Israel has even found new friends in Africa, a continent
that was once reflexively hostile. The prime minister of Kenya, for example,
called Israel a “critical partner, friend, and ally,” according to the Jerusalem Post. More important,
president Uhurru Kenyatta asked, “why should we on the African continent say we
know better than those in the region?” Kenyatta understands that Israel’s Arab
neighbors are moving past their grudges and beginning to view Israel as a
useful partner. Therefore, in his view, the costs of Kenya’s engaging with
Israel are now low enough to overcome.
Americans can make the same calculation. In the Cold War,
American presidents were often desperate to appease the Arabs. Too much support
for Israel, they thought, would anger Arab nationalists and lose whole nations
to the Soviet sphere of influence. In the Suez Crisis, President Eisenhower
even turned on his closest allies, Britain and France — as well as Israel — in
an (unsuccessful) effort to win the favor of President Gamal Abdel Nasser of
Egypt. And American presidents were justified in their fears: Recall that OPEC
seriously damaged the U.S. economy with an oil embargo in 1973, punishing
America for resupplying the Israeli military after three Arab armies had
attacked Israel in a bid to annihilate it. For America, principled support of
Israel often came with real costs attached.
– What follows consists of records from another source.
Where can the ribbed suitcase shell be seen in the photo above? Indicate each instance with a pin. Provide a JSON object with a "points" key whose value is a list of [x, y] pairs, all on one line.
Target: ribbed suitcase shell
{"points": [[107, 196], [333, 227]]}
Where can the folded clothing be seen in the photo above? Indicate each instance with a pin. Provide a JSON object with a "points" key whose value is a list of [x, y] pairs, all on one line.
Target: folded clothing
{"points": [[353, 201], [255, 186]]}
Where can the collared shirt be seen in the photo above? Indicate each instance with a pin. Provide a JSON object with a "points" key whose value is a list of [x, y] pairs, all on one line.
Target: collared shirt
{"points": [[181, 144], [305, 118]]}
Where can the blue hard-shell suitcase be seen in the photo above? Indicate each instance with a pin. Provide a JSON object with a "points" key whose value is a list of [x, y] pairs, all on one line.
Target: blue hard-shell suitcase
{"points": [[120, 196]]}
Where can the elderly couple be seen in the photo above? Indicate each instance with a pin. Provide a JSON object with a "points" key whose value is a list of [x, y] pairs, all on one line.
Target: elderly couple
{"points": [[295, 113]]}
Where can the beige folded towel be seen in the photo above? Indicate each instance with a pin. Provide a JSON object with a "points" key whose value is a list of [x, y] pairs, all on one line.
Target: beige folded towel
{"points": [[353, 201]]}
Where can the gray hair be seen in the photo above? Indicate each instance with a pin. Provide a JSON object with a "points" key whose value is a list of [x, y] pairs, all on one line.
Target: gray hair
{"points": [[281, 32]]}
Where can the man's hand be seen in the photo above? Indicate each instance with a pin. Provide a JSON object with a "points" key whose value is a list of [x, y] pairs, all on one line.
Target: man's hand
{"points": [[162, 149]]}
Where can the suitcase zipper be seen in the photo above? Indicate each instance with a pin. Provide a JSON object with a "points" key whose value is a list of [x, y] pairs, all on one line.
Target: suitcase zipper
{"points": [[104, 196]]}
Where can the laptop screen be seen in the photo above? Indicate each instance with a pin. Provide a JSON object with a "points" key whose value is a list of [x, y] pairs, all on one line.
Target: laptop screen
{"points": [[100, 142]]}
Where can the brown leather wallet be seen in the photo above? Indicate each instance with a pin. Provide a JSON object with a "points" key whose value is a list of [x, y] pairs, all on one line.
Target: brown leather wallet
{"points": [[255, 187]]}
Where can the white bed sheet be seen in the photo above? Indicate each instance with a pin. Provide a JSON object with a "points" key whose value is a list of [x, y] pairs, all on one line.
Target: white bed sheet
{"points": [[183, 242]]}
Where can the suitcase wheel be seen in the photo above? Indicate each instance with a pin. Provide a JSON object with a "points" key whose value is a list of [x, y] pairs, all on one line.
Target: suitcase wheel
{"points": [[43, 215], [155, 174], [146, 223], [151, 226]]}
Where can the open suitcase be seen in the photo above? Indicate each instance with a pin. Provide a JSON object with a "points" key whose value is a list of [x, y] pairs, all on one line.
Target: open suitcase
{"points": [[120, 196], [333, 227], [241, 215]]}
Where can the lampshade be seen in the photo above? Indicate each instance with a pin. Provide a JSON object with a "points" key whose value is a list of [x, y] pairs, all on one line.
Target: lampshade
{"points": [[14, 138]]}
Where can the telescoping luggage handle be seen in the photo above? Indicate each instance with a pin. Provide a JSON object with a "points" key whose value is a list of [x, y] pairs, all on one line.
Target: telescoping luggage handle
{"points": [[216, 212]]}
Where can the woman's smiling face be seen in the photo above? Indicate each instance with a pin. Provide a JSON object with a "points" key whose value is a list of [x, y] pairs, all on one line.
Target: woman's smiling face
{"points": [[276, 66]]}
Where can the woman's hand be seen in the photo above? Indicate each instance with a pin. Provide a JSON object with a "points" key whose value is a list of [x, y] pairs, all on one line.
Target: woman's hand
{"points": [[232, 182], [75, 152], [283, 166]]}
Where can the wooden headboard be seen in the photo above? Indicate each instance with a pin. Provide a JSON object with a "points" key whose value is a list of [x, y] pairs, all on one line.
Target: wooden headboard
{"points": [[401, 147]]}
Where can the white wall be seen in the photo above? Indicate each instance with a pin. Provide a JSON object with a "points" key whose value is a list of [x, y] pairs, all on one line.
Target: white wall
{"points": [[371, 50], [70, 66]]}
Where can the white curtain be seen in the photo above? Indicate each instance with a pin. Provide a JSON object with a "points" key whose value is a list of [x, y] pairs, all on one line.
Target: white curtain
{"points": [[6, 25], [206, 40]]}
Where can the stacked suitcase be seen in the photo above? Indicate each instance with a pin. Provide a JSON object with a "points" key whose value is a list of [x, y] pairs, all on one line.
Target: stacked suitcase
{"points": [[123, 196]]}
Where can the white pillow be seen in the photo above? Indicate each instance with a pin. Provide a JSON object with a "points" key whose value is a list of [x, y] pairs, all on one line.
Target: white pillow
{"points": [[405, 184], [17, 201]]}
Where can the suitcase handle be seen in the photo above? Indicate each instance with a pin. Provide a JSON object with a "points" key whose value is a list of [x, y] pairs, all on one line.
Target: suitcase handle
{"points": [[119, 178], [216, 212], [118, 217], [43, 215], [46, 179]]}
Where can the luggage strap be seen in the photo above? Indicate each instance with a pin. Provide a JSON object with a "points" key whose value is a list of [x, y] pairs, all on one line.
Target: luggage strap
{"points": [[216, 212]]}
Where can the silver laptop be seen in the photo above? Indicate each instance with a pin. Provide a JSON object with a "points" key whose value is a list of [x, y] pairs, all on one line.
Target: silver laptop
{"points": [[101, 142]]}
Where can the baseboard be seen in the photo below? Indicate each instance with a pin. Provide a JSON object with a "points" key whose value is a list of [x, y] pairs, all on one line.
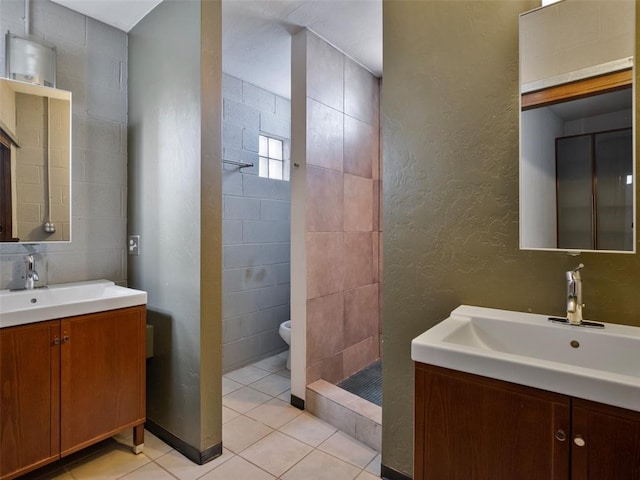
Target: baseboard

But there is no longer a USSR, and OPEC’s power has been
substantially diminished, in no small part by American energy production,
especially via fracking. Standing with Israel no longer jeopardizes relations
between America and Arab nations. America no longer has to choose between
supporting Israel, an ally that shares our values, and maintaining our support
for Saudi Arabia and Egypt. Those nations are now pleased when America backs
Israel against Iran, because it means we are backing them, too. In fact, when
the U.S. abandons Israel, its ally, the Arabs worry that we could just as
easily abandon them.
The U.S.-Israel alliance brings important benefits:
Israel helps America fight Islamic terrorism, keeps regional nuclear
proliferation at bay, and produces technology with important military and
commercial uses in America and around the world. More than that, it is often a
vehicle for the promotion of American power and influence in a dangerous
region.
No alliance is all benefits; there are always costs. But
now, with Israel, they are lower than ever. American support for Israel has
never been more of a no-brainer than it is now.